As a antitrust lawyer I am SALIVATING over this!I gotta go because I see a good payday ahead!

Sun, Sep 25, 2011

I called Apple and they support dual boot with linux! Everybody can buy Apple instead of Micro$oft machine and life moves on. Just think Micro$oft is screwing itself and giving business to Apple! HAHAHAHAHA!Apple rules anyway! HAHAHAHA!!!!!!!!

Sun, Sep 25, 2011

It won't happen since using only one operating system would be bad for national security! The military hates Micro$oft!

Sun, Sep 25, 2011

Why not by the machine and then sue Micro$oft!
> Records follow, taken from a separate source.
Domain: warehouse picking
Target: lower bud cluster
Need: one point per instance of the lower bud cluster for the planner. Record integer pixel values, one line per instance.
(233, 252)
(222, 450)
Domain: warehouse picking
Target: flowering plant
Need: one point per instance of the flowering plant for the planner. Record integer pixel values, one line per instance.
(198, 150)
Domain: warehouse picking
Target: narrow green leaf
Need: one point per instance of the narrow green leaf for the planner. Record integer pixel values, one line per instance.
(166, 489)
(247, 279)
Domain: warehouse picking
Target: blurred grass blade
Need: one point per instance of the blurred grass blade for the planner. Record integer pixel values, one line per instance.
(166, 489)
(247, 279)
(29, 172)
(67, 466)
I want some of their money anway since they have deep pockets!

Sun, Sep 25, 2011

I have already started calling all big box retailers telling about this and the majority are horrified with what this is going to do to them! They don't want to be caught in this Micro$oft screwup! One retailer said they would force Micro$oft to make changes to this or they plan to join in to a antitrust lawsuit!
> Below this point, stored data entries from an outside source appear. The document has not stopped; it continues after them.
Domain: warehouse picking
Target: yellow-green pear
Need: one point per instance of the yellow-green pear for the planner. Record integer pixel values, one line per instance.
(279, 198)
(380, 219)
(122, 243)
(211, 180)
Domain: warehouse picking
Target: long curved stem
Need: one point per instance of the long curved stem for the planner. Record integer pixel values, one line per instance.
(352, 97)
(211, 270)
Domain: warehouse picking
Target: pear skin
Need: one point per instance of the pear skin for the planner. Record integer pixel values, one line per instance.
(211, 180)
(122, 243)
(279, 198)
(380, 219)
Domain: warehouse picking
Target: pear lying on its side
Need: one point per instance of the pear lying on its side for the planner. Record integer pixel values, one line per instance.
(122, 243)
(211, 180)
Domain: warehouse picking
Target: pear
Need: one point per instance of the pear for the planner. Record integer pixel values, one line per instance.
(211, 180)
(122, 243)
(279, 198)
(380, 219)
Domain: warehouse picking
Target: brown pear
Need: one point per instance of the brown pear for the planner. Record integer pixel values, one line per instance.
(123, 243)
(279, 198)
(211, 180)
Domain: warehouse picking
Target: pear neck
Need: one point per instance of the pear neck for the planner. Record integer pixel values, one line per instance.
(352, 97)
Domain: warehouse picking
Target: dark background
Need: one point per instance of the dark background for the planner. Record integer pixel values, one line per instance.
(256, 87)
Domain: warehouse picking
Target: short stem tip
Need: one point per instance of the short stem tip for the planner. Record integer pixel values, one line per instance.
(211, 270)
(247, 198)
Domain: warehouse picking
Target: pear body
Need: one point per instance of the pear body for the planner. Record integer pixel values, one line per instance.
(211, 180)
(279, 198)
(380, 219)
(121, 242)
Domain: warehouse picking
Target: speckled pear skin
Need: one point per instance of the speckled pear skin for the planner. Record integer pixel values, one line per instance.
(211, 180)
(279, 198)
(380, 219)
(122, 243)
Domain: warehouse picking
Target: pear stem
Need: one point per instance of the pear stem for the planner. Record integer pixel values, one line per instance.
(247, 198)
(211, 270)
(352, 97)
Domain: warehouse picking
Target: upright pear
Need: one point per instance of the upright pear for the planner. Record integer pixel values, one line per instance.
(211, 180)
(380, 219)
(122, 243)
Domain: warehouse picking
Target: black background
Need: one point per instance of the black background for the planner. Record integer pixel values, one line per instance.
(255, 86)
Sun, Sep 25, 2011 justauser

"Why shouuld you be allowed...?" Well, see, it is not a "windows powered system". It is a machine. I paid for it. I will choose what it runs. I will not choose an operating system that excludes all others.

Sun, Sep 25, 2011

why would anyone want to install linux. problems with hardware not working problems when you change hardware. problems with watching video out of the box. no a v chat on yahoo or msn all equal an os that is not user friendly and is about useless cause it doesn't do what is necessary. switching from windows 7 or windows 8 to linux would be the same as switching from a nice cadillac or rolls royce to a car that had just been in an accident and totaled out that you bought from a junk yard.granted windows xp was junk but windows 7 and windows 8 are awsome

Sun, Sep 25, 2011

uefi rules mbr and linux drool

Sat, Sep 24, 2011

Very simply, if I purchase a machine, it ought to belong to me, not to Microsoft.

Sat, Sep 24, 2011 Col Panek Rome, NY

This will make it a lot easier to get the Microsoft Tax rebate.

Sat, Sep 24, 2011

Why should you be allowed to install Linux on a Microsoft powered system? If you want to have Linux on a decent system, then buy it that way. Oh wait, iv yet to see a decent spec system powered by Linux. So build your own spec machine and shut the fuck up.

Fri, Sep 23, 2011 Don Ray Myrtle Beach, SC

You are so ignorant! A customer comes in my store and wants to buy a computer for specs alone and wants to uninstall Windoze 8 and put linux on it and is locked out. Customers who use linux are already pissed off about this. I have been fielding complaints about this all day long Micro$oft has pissed off the Linux community again and will face another antitrust lawsuit over this I am sure!